Ski Boots - Ski Equipment

Ski Boots - Ski and Snowboarding Equipment

Rear-entry boots are now no longer manufactured, although many people do still swear by them. It may be possible to rent an old pair in certain shops in the many resorts. The more modern four buckled boots form a far better more personalised shape. This is because the shell of the boot is wrapped around the foot, this then gives far greater control over the ski when on the slopes.

Buying boots is a decision that for the frequent skier is a definate step forward - pun intended! and when you decide to invest in your own footware, rather than hiring them, the fitter will need to know how regularly, how and where you plan to ski.

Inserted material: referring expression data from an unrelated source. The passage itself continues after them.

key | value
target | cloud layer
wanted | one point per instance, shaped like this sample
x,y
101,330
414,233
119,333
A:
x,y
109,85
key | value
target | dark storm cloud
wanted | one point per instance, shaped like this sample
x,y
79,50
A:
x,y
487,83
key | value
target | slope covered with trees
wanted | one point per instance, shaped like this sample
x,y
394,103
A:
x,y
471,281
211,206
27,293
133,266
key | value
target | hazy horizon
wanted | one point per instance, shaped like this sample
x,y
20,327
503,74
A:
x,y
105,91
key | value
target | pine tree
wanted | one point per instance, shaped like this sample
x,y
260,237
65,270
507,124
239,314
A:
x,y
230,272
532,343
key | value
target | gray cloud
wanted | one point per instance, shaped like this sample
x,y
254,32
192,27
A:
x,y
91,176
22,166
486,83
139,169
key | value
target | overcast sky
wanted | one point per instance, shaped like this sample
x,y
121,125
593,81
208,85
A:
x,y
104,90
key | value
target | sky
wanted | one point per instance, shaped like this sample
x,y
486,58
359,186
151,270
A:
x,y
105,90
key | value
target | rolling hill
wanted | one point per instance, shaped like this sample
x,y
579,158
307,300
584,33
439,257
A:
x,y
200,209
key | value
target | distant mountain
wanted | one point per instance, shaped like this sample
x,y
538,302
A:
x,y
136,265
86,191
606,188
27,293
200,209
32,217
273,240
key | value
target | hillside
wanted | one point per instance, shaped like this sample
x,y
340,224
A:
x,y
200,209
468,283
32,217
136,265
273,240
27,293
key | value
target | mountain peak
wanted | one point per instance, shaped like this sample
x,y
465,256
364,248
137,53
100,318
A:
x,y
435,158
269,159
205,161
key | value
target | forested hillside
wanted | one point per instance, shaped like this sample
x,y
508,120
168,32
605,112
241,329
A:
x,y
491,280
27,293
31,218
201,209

If you only ski for a short period of time - less than 30 days per season - your boots will be fitted less for performance and more for comfort.

The boots may take more than one season before they feel really broken in which can be a disapointment if you are expecting kid glove comfort to begin with. You will still have to take it easy at first to avoid any over bruising and blistering.

Stronger skiers will need a much closer fit as theirs will begin to pack out sooner. This will lead to an energy transfer inefficiency the result can be dangerous movement in the boot. Your boots should feel fairly snug when you buy them or higher them as the liners can pack down by as much as 20% after only a few weeks skiing.

All skiers will know how hard it is when you start wearing boots. The feeling of constriction and wanting to force the toes to the tip of the boot by kicking is hard to ignore but a better way to do this is to firstly secure the power strap and upper cuff buckles first.

The idea is that you should be be able to fasten both buckles fairly tightly with two of your fingers applying enough pressure. The next step is to hook the bottom buckles over your instep and toes. Unless you are stretched forward with your shin pressing against the boot tongue as far as you can go.

Your boot liner and foot should move back in the shell. This should secure your heel and give your foot more space. Once your knees are pushed forward, fasten the bottom buckles, so they are just snug. Once upright your boots should feel comfortable. Your toes should be just brushing the front of the liner with your heel flat and not lifted.